Due to the mobile and random nature of services in cyber–physical–social systems (CPSSs), developing service composition approaches that ensure high availability, minimal energy consumption, and high quality of service (QoS) remains a complex challenge. Over the last two decades, several service composition approaches have been proposed in the literature to deal with this challenge. Nevertheless, the existing approaches have certain limitations, particularly in situations where services may move from one location to another, become unavailable due to intensive battery usage, encounter failures, or undergo a decline in quality. These limitations often arise because these approaches do not simultaneously integrate mobility, energy, and QoS constraints while defining the user’s movement in a random manner.

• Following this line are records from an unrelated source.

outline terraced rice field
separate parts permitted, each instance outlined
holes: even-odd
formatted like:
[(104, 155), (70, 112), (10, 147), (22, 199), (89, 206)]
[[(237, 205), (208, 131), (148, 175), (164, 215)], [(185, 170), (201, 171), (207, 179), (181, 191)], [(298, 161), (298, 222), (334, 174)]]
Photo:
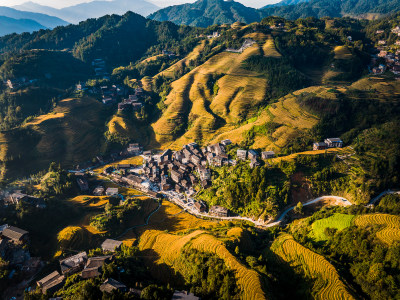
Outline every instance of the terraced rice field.
[(312, 279), (321, 278), (325, 284), (318, 292), (318, 299), (354, 299), (342, 282), (335, 267), (323, 256), (303, 247), (291, 235), (281, 235), (271, 250), (291, 266), (299, 266)]
[(354, 220), (359, 227), (381, 225), (382, 229), (376, 233), (376, 237), (383, 243), (391, 245), (400, 241), (400, 217), (388, 214), (362, 215)]
[(226, 236), (231, 239), (231, 240), (238, 240), (239, 241), (239, 246), (240, 249), (246, 249), (248, 251), (251, 251), (254, 249), (253, 242), (251, 238), (249, 237), (248, 233), (245, 232), (242, 228), (240, 227), (233, 227), (228, 230), (226, 233)]
[(90, 234), (80, 226), (68, 226), (57, 235), (61, 249), (84, 249), (89, 244)]
[(334, 53), (335, 53), (335, 59), (351, 59), (353, 57), (347, 46), (335, 47)]
[(171, 233), (186, 231), (190, 228), (211, 228), (223, 224), (214, 220), (202, 220), (182, 211), (181, 208), (169, 201), (163, 201), (161, 208), (151, 217), (149, 225), (138, 232), (152, 230), (168, 230)]
[(139, 249), (144, 252), (155, 252), (159, 257), (156, 261), (157, 264), (167, 264), (173, 267), (174, 261), (179, 257), (180, 251), (185, 245), (202, 252), (217, 254), (223, 259), (226, 265), (235, 272), (238, 285), (243, 293), (242, 299), (267, 298), (257, 272), (247, 269), (229, 253), (221, 241), (204, 231), (197, 230), (182, 237), (162, 231), (148, 230), (140, 238)]
[(72, 198), (70, 202), (85, 207), (102, 207), (108, 203), (109, 199), (107, 196), (77, 196)]
[[(163, 116), (152, 125), (161, 144), (172, 141), (171, 133), (188, 125), (183, 137), (174, 144), (180, 147), (188, 140), (209, 140), (227, 123), (235, 123), (254, 113), (254, 107), (266, 95), (267, 81), (258, 74), (244, 70), (242, 62), (260, 54), (257, 45), (242, 54), (223, 52), (172, 83)], [(218, 93), (210, 87), (212, 76), (218, 80)], [(172, 147), (171, 145), (168, 145)]]
[(208, 44), (207, 40), (201, 41), (201, 43), (193, 49), (192, 52), (190, 52), (186, 57), (178, 61), (177, 63), (173, 64), (171, 67), (168, 69), (162, 71), (161, 73), (157, 74), (154, 76), (154, 78), (158, 76), (164, 76), (166, 78), (171, 78), (174, 76), (176, 71), (182, 70), (184, 65), (189, 65), (191, 61), (196, 60), (201, 52), (203, 51), (204, 47)]
[(265, 56), (276, 58), (282, 57), (282, 55), (276, 50), (274, 39), (270, 35), (263, 46), (263, 51)]
[(353, 215), (336, 213), (328, 218), (317, 220), (312, 224), (313, 237), (317, 241), (326, 240), (326, 228), (335, 228), (338, 231), (349, 227), (354, 219)]
[(269, 106), (252, 122), (239, 127), (225, 126), (223, 133), (217, 134), (213, 142), (229, 138), (234, 143), (240, 143), (243, 140), (243, 134), (251, 130), (253, 126), (263, 126), (268, 122), (274, 122), (280, 125), (272, 134), (272, 138), (265, 134), (256, 134), (252, 147), (268, 149), (280, 152), (288, 141), (295, 137), (300, 131), (309, 129), (318, 122), (318, 118), (305, 112), (297, 103), (295, 96), (286, 96), (277, 103)]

In this paper, the learning-based swarm optimization-aware service composition algorithm (LS-SCA) is proposed to overcome the aforementioned shortcoming. This approach surpasses existing ones by accounting simultaneously for the user’s mobility, energy, and QoS criteria during the service composition process. First, the Small World in Motion (SWIM) mobility model is employed in this study to determine the user’s mobility traces, avoiding the random generation of users’ traces. Second, an energy consumption model is proposed to increase the energy efficiency by avoiding the overuse of the devices’ batteries that can reduce the availability of services and lead to the composition failure. Third, the two-phase learning-based swarm optimizer (TPLSO) method is used in the composition process to find the sub-optimal composition that satisfies the global QoS constraints with the highest utility in terms of mobility, energy, and QoS. Unlike the most existing metaheuristic-based service composition approaches where the overall composition population is improved over a given number of iterations, the TPLSO method is exploited in this paper to improve only a subset of compositions, which reduces the composition time and increases the QoS utility of the composition. The simulation scenarios using two real datasets demonstrate that the LS-SCA approach outperforms six baselines in terms of energy consumption, QoS utility, and availability of composition. This notable performance makes the proposed approach more suitable for real-world applications where energy efficiency, QoS, and availability are crucial factors to consider.